Abnormal centrifugal axons in streptozotocin-diabetic rat retinas.

In mammalian retinas, centrifugal axons contain immunore-active (IR) histamine and originate from neurons in the hypothalamus.1-3 In macaque monkey retinas, histamine-IR axons emerge from the optic nerve head, run in the optic fiber layer, and terminate in the IPL, sometimes adjacent to retinal blood vessels.4 Histamine released from these centrifugal axons may promote the breakdown of the blood–retinal barrier (BRB) in diabetic retinopathy.

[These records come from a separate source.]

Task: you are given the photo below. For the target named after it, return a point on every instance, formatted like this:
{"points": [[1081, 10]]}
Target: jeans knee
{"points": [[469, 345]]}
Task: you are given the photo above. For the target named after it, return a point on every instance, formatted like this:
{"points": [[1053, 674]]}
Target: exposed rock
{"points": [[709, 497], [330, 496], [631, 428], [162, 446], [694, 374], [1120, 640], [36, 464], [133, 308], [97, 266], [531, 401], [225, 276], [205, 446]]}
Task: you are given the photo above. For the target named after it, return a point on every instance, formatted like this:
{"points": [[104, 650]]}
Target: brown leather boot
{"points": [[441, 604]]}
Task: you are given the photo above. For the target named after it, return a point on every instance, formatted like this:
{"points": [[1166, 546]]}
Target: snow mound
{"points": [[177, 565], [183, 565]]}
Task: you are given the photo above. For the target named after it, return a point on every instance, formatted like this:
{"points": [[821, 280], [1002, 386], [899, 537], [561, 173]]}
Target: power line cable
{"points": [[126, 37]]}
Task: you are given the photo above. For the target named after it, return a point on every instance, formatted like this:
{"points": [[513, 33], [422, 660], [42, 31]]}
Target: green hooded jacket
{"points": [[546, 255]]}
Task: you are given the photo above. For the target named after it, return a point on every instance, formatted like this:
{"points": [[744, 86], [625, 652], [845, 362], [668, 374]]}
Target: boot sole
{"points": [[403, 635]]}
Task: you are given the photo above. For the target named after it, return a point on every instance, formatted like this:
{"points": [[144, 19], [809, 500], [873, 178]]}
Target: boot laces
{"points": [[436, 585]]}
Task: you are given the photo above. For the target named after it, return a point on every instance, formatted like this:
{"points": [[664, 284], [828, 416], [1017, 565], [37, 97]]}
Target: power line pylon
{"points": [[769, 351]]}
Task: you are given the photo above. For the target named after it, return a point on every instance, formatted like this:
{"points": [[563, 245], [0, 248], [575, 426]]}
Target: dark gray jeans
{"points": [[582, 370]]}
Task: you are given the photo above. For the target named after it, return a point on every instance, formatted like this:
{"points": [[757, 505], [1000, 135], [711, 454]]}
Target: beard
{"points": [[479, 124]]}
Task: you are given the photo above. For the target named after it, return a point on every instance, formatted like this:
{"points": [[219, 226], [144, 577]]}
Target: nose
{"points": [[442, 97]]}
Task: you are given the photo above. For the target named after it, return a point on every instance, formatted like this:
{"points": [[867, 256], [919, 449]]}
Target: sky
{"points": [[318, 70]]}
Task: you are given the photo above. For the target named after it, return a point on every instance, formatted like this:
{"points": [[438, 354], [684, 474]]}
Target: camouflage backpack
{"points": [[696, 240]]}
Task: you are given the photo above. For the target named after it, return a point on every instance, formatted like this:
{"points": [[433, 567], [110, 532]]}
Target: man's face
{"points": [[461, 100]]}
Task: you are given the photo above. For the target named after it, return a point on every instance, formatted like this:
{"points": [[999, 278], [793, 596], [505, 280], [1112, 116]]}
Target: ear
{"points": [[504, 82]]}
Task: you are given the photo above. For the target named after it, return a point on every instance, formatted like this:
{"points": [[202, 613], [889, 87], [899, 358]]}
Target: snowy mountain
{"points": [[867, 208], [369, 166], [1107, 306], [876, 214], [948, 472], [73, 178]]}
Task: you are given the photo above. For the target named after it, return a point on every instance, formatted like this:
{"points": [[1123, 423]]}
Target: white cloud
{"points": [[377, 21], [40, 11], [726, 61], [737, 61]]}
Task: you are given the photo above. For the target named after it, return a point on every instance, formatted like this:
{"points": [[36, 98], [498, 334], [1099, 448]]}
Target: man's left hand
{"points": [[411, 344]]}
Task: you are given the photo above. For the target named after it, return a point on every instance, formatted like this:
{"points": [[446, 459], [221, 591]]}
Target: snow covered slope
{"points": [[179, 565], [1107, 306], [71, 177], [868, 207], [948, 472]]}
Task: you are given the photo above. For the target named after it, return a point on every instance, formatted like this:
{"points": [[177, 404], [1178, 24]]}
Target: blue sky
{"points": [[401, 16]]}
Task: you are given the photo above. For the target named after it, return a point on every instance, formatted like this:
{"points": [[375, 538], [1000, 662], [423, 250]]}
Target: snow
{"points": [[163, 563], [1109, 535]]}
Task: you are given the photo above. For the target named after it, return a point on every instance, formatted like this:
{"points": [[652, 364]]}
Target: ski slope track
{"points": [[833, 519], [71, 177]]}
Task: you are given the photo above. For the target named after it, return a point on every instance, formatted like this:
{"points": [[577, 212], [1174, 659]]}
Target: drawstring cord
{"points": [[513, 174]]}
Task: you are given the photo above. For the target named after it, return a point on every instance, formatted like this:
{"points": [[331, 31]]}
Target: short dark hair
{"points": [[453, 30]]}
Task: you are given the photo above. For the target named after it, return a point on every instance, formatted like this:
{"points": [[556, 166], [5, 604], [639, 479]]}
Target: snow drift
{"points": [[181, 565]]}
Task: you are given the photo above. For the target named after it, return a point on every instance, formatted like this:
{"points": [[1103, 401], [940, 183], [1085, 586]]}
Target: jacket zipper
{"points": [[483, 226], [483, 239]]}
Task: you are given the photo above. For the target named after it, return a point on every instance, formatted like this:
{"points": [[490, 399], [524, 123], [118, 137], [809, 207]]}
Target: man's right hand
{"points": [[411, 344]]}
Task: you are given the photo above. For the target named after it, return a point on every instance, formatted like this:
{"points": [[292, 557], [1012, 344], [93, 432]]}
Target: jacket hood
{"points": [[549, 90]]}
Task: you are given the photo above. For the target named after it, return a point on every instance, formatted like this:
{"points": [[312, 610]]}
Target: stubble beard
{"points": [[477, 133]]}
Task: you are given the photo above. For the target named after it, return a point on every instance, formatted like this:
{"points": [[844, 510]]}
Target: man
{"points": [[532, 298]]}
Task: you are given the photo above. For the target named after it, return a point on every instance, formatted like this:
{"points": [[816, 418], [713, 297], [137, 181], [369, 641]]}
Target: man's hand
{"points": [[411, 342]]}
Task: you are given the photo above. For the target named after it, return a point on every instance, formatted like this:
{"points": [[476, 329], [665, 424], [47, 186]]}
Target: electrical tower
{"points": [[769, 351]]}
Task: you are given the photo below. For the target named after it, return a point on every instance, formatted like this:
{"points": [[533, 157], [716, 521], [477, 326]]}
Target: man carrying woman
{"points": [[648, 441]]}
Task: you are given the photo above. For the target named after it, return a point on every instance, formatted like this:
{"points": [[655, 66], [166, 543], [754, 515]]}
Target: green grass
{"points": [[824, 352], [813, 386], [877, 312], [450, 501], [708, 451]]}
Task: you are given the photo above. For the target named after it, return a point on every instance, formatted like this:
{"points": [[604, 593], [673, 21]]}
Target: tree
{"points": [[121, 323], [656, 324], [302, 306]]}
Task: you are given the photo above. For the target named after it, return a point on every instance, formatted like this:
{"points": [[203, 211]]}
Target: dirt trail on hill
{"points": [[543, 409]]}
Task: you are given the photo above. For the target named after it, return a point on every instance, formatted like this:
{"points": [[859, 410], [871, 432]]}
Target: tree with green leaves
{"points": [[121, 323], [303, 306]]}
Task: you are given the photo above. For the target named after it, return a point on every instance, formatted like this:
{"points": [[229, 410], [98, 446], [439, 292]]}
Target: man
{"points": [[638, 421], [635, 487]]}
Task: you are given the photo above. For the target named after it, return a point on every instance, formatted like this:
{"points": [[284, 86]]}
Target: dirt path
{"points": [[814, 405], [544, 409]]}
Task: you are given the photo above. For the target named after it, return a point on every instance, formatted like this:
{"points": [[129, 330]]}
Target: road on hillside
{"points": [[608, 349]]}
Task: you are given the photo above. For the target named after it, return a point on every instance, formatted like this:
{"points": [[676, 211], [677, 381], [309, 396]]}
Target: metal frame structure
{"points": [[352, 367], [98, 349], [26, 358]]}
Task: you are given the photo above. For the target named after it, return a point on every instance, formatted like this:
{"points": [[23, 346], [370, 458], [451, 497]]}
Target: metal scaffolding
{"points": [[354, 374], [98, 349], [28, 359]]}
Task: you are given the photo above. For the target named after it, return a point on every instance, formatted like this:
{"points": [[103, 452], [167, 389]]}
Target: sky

In patients with diabetes, microaneurysms commonly form in the central retina, temporal to the fovea,5 and this area has the highest density of histamine-IR centrifugal axons in normal macaque retinas.4 In rats, histamine applied intravitreally increases the permeability of the BRB.6 Histamine also decreases the expression of the tight junction protein ZO-1 in cultured bovine retinal vascular endothelial cells, and this effect would be expected to increase vessel permeability.7 Histamine antagonists reduce the thickening of the retinal capillary basement membranes8 and prevent increases in retinal vascular permeability in rats with streptozotocin-induced diabetes (streptozotocin-diabetic rats).9 In patients with insulin-dependent diabetes who have mild, nonproliferative diabetic retinopathy, a combination of histamine H1 and H2 receptor antagonists administered for 6 months significantly decreases the permeability of the BRB.10 However, patients with diabetic macular edema do not benefit from 1 year of treatment with an H1 antagonist alone.11 The activity of retinal histidine decarboxylase, the enzyme that synthesizes histamine, is markedly increased in experimental diabetic rats.12 Therefore, the purposes of this study were to identify the cells that express histidine decarboxylase in diabetic rat retinas and to determine whether diabetes alters retinal histaminergic axons.